Me hice cortar el pelo (tenía mucho, entonces) a cinco milímetros sobre el cuero del cráneo. Compré y me puse unos anteojos cuadrados, grandes, con montura de carey y me dejé crecer unos bigotes mexicanos. Resolví ponerme un uniforme, usar un único traje fijo: pantalones de color azul oscuro, cinturón y botines negros, camisas de rayitas celestes. Me deshice de la ropa del Balón y de mi ropa antigua; regalé mis chaquetas y corbatas. No volví a usar mi nombre.

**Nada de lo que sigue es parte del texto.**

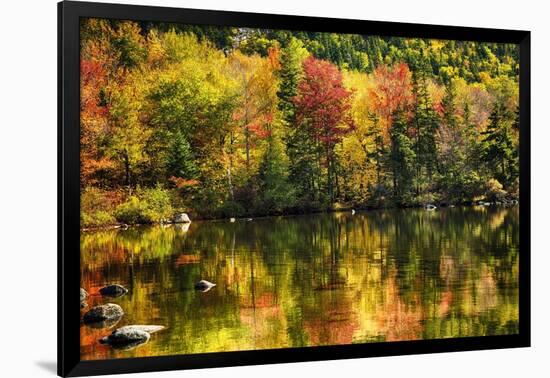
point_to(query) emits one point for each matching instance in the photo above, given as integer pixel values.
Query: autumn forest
(223, 122)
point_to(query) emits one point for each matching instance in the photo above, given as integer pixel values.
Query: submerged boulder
(204, 285)
(113, 290)
(129, 337)
(109, 311)
(182, 218)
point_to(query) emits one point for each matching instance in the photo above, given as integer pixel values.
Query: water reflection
(310, 280)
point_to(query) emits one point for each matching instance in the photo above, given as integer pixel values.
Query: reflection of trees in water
(312, 280)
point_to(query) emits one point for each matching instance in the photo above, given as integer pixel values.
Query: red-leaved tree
(323, 109)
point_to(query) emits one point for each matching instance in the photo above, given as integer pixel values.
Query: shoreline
(124, 226)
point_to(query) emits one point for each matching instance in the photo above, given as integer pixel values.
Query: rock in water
(129, 337)
(204, 285)
(104, 312)
(113, 291)
(83, 295)
(182, 218)
(126, 336)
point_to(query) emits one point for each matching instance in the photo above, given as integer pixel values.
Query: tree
(180, 161)
(257, 87)
(402, 157)
(425, 125)
(277, 193)
(323, 109)
(498, 149)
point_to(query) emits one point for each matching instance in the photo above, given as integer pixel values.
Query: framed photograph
(239, 188)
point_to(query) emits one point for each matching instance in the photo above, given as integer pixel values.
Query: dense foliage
(229, 122)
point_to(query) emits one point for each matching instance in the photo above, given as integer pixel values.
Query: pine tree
(402, 157)
(425, 124)
(498, 149)
(180, 161)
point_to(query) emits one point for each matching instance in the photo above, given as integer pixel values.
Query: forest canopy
(232, 122)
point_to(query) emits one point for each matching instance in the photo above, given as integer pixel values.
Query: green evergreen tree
(498, 150)
(402, 158)
(180, 161)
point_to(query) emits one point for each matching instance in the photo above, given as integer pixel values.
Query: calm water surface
(310, 280)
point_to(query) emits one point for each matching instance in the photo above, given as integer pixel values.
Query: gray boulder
(109, 311)
(129, 337)
(182, 218)
(204, 285)
(113, 291)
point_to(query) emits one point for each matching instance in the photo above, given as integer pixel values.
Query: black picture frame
(69, 363)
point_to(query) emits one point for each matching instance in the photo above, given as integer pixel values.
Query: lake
(320, 279)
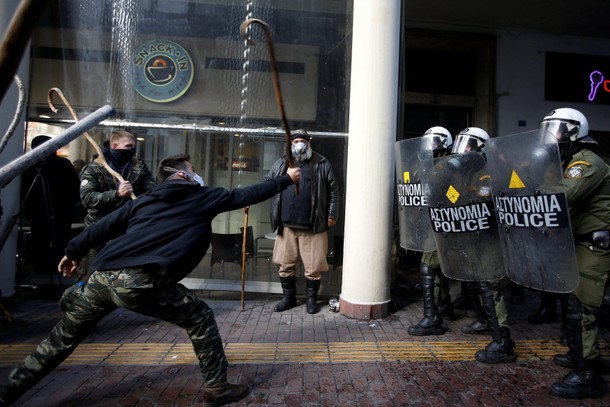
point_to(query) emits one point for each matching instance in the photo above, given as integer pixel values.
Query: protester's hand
(67, 267)
(125, 189)
(295, 174)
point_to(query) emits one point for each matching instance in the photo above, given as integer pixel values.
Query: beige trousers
(310, 247)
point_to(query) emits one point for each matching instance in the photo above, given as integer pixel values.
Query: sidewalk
(293, 358)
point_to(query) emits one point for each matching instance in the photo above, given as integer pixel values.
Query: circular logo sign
(162, 71)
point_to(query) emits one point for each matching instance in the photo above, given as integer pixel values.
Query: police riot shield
(413, 166)
(532, 211)
(463, 220)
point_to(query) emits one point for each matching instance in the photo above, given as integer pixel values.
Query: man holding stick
(152, 243)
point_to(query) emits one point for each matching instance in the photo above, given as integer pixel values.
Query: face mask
(121, 156)
(299, 148)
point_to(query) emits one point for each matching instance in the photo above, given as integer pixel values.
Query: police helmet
(470, 139)
(566, 125)
(439, 138)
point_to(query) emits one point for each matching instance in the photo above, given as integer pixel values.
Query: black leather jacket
(325, 200)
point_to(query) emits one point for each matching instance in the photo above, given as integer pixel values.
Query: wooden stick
(97, 148)
(243, 257)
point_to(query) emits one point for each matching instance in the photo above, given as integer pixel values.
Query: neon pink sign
(597, 79)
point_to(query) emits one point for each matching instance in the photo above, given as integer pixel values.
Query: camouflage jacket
(98, 188)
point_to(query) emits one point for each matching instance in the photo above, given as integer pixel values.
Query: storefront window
(182, 79)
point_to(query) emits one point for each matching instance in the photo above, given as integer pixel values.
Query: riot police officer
(501, 349)
(586, 180)
(435, 286)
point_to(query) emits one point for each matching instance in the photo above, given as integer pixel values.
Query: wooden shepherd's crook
(243, 28)
(244, 249)
(99, 152)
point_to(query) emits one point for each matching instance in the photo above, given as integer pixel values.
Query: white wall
(520, 80)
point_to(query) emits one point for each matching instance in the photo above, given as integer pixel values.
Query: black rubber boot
(501, 349)
(431, 323)
(443, 300)
(480, 326)
(311, 301)
(547, 312)
(289, 287)
(517, 294)
(462, 301)
(225, 393)
(584, 381)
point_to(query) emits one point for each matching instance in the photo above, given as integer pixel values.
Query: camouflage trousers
(146, 291)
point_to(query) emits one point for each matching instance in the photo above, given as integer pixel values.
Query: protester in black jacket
(156, 241)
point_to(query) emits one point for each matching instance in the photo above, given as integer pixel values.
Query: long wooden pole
(243, 30)
(96, 147)
(244, 250)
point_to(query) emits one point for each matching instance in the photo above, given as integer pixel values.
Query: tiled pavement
(292, 359)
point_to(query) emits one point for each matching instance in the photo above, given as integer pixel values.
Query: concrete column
(365, 292)
(9, 195)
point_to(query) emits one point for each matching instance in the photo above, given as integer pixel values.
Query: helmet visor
(466, 143)
(437, 141)
(562, 130)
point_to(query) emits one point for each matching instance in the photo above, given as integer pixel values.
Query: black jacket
(324, 197)
(169, 228)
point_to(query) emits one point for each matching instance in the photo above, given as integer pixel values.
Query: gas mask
(299, 148)
(197, 178)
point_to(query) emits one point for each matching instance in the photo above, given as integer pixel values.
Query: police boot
(501, 349)
(547, 312)
(312, 288)
(584, 381)
(289, 287)
(431, 323)
(443, 300)
(224, 393)
(462, 300)
(481, 324)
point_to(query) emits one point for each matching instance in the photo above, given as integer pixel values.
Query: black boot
(431, 323)
(517, 293)
(501, 349)
(443, 300)
(225, 393)
(584, 381)
(289, 287)
(462, 301)
(480, 326)
(547, 312)
(312, 288)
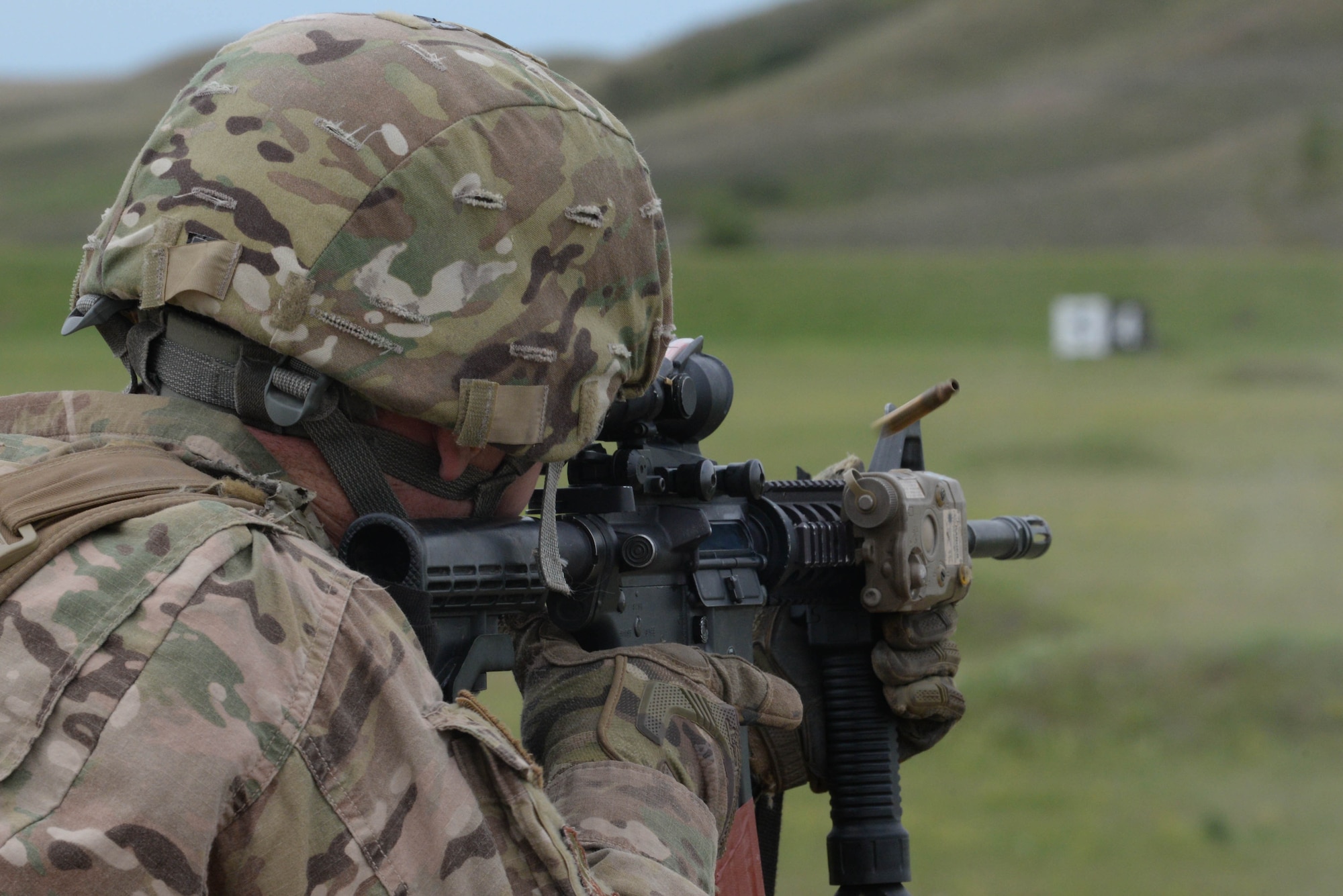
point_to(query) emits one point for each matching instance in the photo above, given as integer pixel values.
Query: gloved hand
(915, 660)
(669, 707)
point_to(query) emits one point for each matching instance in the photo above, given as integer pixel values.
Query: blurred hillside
(894, 122)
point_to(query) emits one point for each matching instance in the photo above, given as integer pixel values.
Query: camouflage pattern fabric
(671, 709)
(203, 699)
(405, 205)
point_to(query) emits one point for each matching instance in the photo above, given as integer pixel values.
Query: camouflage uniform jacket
(205, 701)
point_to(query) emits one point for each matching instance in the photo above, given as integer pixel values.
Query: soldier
(365, 263)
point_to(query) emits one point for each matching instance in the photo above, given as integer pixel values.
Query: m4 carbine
(661, 545)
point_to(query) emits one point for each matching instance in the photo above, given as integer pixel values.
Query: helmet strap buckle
(292, 397)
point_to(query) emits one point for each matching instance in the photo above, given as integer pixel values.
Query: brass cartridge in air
(917, 408)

Quise borrarme, no ser nadie. No ser nada. Disolverme en la masa indistinta. Ser anodino, insulso, invisible. Que nadie notara al perfecto don nadie. Como un ente hice peregrinajes por remotos parajes del mundo. No con afán turístico ni de purificación: viajaba sin mirar nada. Por tener una meta, seguí la ruta de los santuarios famosos de la Tierra: pasé a visitar a la virgen de Guadalupe, me rocié con agua de Lourdes, estuve en La Meca, en Tierra Santa, en Santiago de Compostela, en el Tíbet. Recorrí los ríos de mejores aguas, el Ganges, el Atrato, el Orinoco, el Mississippi, el Putumayo, el Amazonas, el Danubio, el Nilo, el Volga y muchos otros. No escalé montaña alguna, pero hablé con santones de todas las religiones, en Roma y en Calcuta y en Teherán; en Los Angeles, en Pekín, en Wittenberg.

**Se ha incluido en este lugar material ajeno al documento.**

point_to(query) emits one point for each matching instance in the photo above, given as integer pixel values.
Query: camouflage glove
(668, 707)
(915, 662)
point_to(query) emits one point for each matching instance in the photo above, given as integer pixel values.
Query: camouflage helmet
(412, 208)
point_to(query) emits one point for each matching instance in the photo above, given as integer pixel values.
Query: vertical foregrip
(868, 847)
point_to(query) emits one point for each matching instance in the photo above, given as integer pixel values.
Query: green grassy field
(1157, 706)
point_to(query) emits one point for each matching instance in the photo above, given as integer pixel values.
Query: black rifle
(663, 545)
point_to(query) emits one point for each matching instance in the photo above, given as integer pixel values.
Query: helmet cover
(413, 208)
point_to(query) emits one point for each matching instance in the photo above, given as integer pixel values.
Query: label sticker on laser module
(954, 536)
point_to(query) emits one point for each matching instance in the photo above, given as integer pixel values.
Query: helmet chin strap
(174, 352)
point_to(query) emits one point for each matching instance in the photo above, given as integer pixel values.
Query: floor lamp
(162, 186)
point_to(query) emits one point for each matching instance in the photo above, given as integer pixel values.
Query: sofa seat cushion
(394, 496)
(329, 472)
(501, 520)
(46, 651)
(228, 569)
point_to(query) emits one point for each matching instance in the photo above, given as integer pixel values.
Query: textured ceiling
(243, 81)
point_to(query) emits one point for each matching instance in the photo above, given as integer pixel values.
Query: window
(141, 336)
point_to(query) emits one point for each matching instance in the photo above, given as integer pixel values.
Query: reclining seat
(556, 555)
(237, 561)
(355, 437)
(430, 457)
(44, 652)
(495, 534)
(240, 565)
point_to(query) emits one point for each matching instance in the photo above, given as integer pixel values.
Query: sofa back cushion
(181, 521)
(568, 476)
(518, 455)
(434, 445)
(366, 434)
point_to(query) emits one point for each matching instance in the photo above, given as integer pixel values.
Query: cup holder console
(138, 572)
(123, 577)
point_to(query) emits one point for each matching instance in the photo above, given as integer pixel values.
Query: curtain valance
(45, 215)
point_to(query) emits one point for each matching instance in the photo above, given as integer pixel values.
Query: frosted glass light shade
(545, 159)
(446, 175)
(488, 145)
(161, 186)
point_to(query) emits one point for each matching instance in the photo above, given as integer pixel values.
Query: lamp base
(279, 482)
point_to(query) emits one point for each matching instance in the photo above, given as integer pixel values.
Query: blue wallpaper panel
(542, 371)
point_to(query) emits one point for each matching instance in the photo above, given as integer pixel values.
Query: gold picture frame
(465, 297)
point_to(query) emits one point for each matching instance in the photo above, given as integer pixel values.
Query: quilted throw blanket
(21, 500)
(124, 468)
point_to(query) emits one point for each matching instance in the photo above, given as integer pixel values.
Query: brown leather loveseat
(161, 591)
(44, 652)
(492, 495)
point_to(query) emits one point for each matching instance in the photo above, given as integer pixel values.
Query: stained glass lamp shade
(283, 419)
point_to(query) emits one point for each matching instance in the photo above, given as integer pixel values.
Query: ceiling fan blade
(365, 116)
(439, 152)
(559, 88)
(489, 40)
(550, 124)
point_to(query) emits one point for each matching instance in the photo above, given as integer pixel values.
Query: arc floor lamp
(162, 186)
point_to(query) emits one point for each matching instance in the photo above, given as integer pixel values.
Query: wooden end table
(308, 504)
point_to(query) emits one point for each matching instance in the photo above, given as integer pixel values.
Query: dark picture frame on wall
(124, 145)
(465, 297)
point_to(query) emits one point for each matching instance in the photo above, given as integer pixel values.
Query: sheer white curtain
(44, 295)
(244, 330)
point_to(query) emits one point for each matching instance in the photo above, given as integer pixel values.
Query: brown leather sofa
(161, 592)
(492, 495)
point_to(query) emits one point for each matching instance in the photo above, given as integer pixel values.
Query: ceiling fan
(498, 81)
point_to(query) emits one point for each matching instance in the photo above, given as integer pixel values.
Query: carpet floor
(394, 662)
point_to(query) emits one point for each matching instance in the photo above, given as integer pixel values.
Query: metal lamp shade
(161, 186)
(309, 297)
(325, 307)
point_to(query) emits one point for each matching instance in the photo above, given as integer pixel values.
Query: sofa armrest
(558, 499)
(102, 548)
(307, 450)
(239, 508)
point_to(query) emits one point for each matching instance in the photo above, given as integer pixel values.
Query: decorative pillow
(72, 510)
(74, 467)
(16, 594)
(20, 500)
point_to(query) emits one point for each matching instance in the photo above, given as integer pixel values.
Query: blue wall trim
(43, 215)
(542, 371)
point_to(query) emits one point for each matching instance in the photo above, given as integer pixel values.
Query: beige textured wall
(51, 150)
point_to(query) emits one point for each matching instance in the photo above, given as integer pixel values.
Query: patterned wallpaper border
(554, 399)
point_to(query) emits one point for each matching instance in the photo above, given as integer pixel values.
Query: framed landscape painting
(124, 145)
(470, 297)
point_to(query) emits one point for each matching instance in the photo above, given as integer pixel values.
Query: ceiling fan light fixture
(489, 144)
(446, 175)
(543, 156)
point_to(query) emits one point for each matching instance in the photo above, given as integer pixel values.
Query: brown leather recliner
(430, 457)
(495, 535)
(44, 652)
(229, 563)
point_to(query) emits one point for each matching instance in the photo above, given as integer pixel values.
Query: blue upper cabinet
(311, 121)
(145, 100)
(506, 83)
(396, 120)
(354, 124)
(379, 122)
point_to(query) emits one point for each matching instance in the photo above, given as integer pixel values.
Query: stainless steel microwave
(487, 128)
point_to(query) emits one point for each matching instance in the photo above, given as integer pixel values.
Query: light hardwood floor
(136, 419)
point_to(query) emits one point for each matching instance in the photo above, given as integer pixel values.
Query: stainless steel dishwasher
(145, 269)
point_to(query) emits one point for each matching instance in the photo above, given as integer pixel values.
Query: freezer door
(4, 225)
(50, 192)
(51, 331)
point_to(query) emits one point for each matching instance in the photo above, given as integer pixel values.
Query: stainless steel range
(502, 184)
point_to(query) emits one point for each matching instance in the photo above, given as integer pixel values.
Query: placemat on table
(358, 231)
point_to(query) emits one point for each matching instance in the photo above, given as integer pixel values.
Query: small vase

Poco a poco pude volver a ser la sombra de Gaspar Medina. Sí, un hombre que no siente. Encontré mi refugio en la total indiferencia. Eso logré, convertirme en alguien que no es nada, en alguien que no siente. Pero que sin embargo se parecía y seguiría pareciéndose a aquello que había sido ese que se llamaba con mi nombre. Como salieron los sobrevivientes del Lager, así surgí yo de mi amor por Ángela Pietragrúa. Pasaron muchos años hasta poder volverme a construir (si es que puede llamarse construcción a este entramado endeble) sobre las ruinas de ese tremendo recuerdo que me atrofió para siempre la memoria.